Entertainment

Karl & Sarah's 'Love Actually' Arc Was Realistic

Universal Pictures

There are some Christmas movies out there that I could be considered a certified expert on by now. Like I could definitely give expert testimony on Love Actually at this point. Because there are new questions to be asked every time you see the film — which is a lot at this time of year — let's take a moment to break down one very important question: why didn't Karl just ask Sarah out again in Love Actually? I've always wondered if he was shy or maybe just a lame person, but the older I get, the more I realize that those two were never going to make it as a couple. Honestly, the window for them to try just closed.
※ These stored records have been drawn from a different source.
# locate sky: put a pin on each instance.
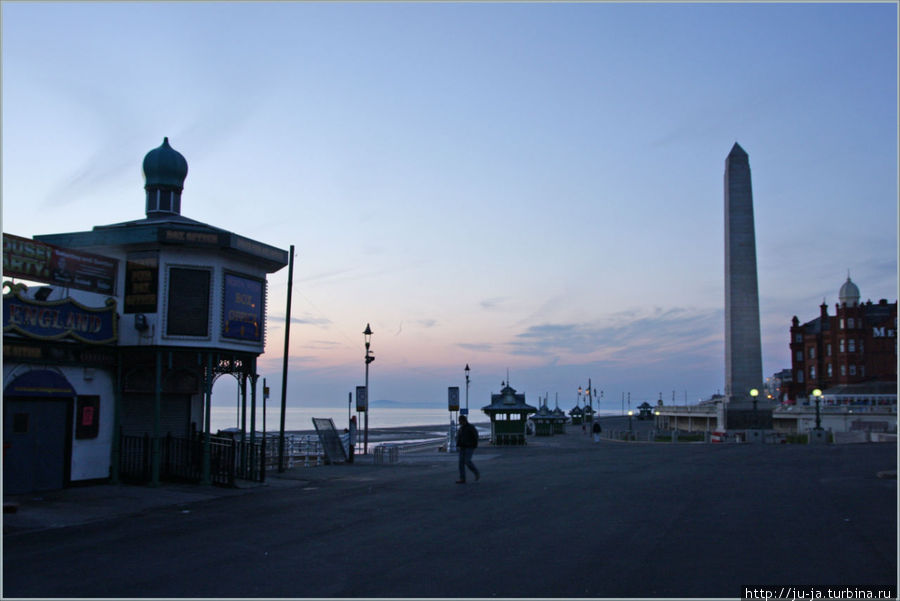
(532, 187)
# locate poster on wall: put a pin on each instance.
(188, 302)
(242, 311)
(40, 262)
(141, 282)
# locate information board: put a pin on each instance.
(331, 442)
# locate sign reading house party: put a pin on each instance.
(41, 262)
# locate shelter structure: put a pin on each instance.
(577, 414)
(559, 420)
(543, 421)
(509, 414)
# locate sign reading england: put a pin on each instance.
(242, 317)
(51, 320)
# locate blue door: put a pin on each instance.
(36, 445)
(37, 432)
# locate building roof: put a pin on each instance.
(871, 388)
(849, 293)
(165, 167)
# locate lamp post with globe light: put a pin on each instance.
(367, 333)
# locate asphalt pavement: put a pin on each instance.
(562, 517)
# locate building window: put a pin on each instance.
(188, 302)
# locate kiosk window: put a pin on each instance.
(188, 302)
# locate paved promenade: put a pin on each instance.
(562, 517)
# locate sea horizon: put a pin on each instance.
(392, 415)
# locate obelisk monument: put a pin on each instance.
(743, 352)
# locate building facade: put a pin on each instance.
(855, 345)
(188, 303)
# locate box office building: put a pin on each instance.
(188, 302)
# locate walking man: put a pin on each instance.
(466, 441)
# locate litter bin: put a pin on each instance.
(387, 453)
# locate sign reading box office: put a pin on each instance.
(242, 310)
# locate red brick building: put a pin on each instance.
(858, 344)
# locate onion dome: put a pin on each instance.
(849, 293)
(165, 170)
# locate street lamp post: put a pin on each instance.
(367, 333)
(818, 394)
(753, 394)
(467, 388)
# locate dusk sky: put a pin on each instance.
(536, 187)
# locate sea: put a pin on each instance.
(300, 418)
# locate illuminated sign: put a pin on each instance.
(242, 313)
(141, 282)
(59, 319)
(453, 398)
(42, 262)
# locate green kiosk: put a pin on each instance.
(509, 415)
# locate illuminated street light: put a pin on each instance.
(367, 333)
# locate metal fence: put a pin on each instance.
(181, 459)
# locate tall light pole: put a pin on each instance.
(818, 394)
(753, 394)
(367, 333)
(467, 388)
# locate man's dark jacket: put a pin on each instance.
(467, 437)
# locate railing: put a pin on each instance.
(181, 459)
(299, 449)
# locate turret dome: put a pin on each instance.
(849, 293)
(165, 166)
(164, 172)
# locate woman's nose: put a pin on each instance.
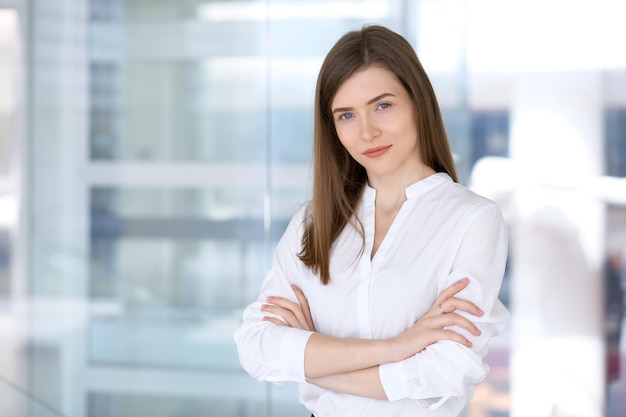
(369, 130)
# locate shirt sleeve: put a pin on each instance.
(447, 370)
(266, 351)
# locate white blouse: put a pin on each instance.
(442, 233)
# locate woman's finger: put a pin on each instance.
(293, 308)
(453, 319)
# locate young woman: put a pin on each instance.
(383, 292)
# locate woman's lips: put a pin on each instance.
(377, 151)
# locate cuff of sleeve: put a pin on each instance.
(393, 380)
(292, 353)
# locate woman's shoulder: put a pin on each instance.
(467, 199)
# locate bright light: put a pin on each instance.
(8, 211)
(252, 11)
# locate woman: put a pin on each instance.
(372, 302)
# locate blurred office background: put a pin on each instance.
(152, 152)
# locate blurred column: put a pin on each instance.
(557, 362)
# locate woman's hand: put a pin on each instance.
(432, 327)
(296, 315)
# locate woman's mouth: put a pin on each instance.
(377, 151)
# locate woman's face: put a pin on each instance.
(374, 119)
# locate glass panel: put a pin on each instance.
(18, 402)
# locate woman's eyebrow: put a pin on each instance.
(371, 101)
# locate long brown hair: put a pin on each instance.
(338, 180)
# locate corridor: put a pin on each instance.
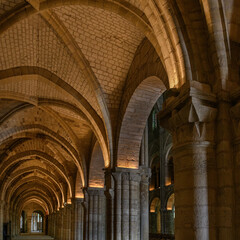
(32, 237)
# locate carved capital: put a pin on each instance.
(191, 115)
(95, 191)
(145, 173)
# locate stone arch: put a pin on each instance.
(29, 131)
(164, 43)
(96, 173)
(134, 121)
(27, 181)
(20, 157)
(78, 187)
(84, 106)
(18, 173)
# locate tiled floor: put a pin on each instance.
(33, 237)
You know the romance I'm talking about. Laura Linney's character Sarah has been in love with her co-worker Karl, played by the devastatingly handsome Rodrigo Santoro, since basically the moment she laid eyes on him. She keeps quiet about it for years — specifically "two years, seven months, three days and, I suppose, an hour and thirty minutes" — until finally someone gives Karl the good word, and he appears to reciprocate. They dance, they kiss, they go home together, sex is imminent, and then...

Sarah gets a phone call about her institutionalized brother, things stall out, and the pair spends the rest of the movie gazing at each other hopelessly without doing anything about it.

So what's the deal with that? Why doesn't one or the other of them just make a second move? You get one ill-timed phone call interrupting your first breathless sexual experience and all of a sudden it's your last breathless sexual experience? What's that about? Whom can I blame for the sexual frustration that this movie gave me as a teen when all I wanted to do was smooch on Karl?

Well, I think it's a little bit on both of them, because, as far as I can tell, the moment was lost and the energy between them just fizzled. I'm sure you've had the experience of an unrequited crush; I know I have. It's super fun and it makes you feel really good and excited. But, ultimately, it's all inside your own head, because the other person either doesn't know about your feelings or doesn't return them.

In Sarah's case, that means she'd probably built up an idea of who Karl was, and what a relationship with him would be like. While that feels really big in the moment, it's also easily punctured. Once a little bit of real life starts to intrude on that fantasy — like a call from your brother who has concrete wants and needs in the world and is a real person with whom you've established a foundation — it can be really hard to get back into your daydream. In fact, I suspect that even if the call hadn't come in, and Karl and Sarah had consummated their apparently-mutual crush, that nothing would have come of it in the end. It seemed like something they had both built up and needed to explore, just so they could stop thinking about it.

Universal Pictures

If they'd both been 20somethings who'd been secretly in love with each other for years, maybe they would have hooked up for a few months before calling it off, but these are grown-ass adults, with real lives, and that's the awareness that I see in their eyes for the rest of the movie. It isn't regret or shyness or disdain, even — it's pure sadness. They both realize that there was a window for something to happen between them. It was open for an instant, and all the realities of life faded away in that excitement, but then they came rushing back in, as they always do, and the moment was lost. Once you start to see someone in a different light, you can never go back to that blissfully ignorant idea you had of them in your head.

If Karl had asked Sarah out again, or vice versa, it would have been trying to replicate something that already went exactly as it should have. And, for that reason, it's one of the few relationships in the movie that's actually realistic.